One of the best bits of wisdom in life is that one should not trample old friends in the haste to make new ones. America should remember that advice and fully live up to its obligations to Taiwan.
The island democracy, the Republic of China that celebrated its 100th anniversary this year, is continually threatened by the communist government on the mainland. Despite a U.S. pledge to maintain its security, every new sale of arms to Taiwan becomes a football among agencies that don’t wish to antagonize the mainland, which has never given up the idea of taking over the island.
The Obama administration agreed to sell a $5.85 billion arms package to Taiwan. It upgrades the island’s aging fighter jets. But the administration put on hold sale of more advanced versions of the F-16 fighters, and Republicans promptly criticized President Barack Obama for violating the principle cited above about old friends.
The Republicans are right, although every administration goes through the same kind of diplomatic hand-wringing that marks this decision.
No one wants to antagonize the Chinese communists needlessly. But they will find cause for offense whatever we do; sale of new fighters would be good business in a slow economy, and the entire reason for the new fighters is caused by mainland belligerence against Taiwan.

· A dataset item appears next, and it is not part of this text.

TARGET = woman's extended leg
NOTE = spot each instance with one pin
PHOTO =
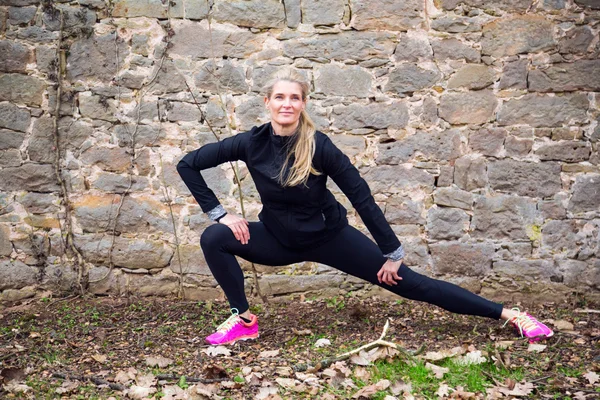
(354, 253)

We would urge the U.S. administration to back up the self-defense needs of the Chinese democracy. Put Taiwan arms sales on a regular schedule and promise to make them consistent with the highest-quality defense force. That would avoid this regular diplomatic dispute within the U.S. government, and would put the mainland communists on notice that a cost of doing business with the United States is the preservation of the independence of our old friends.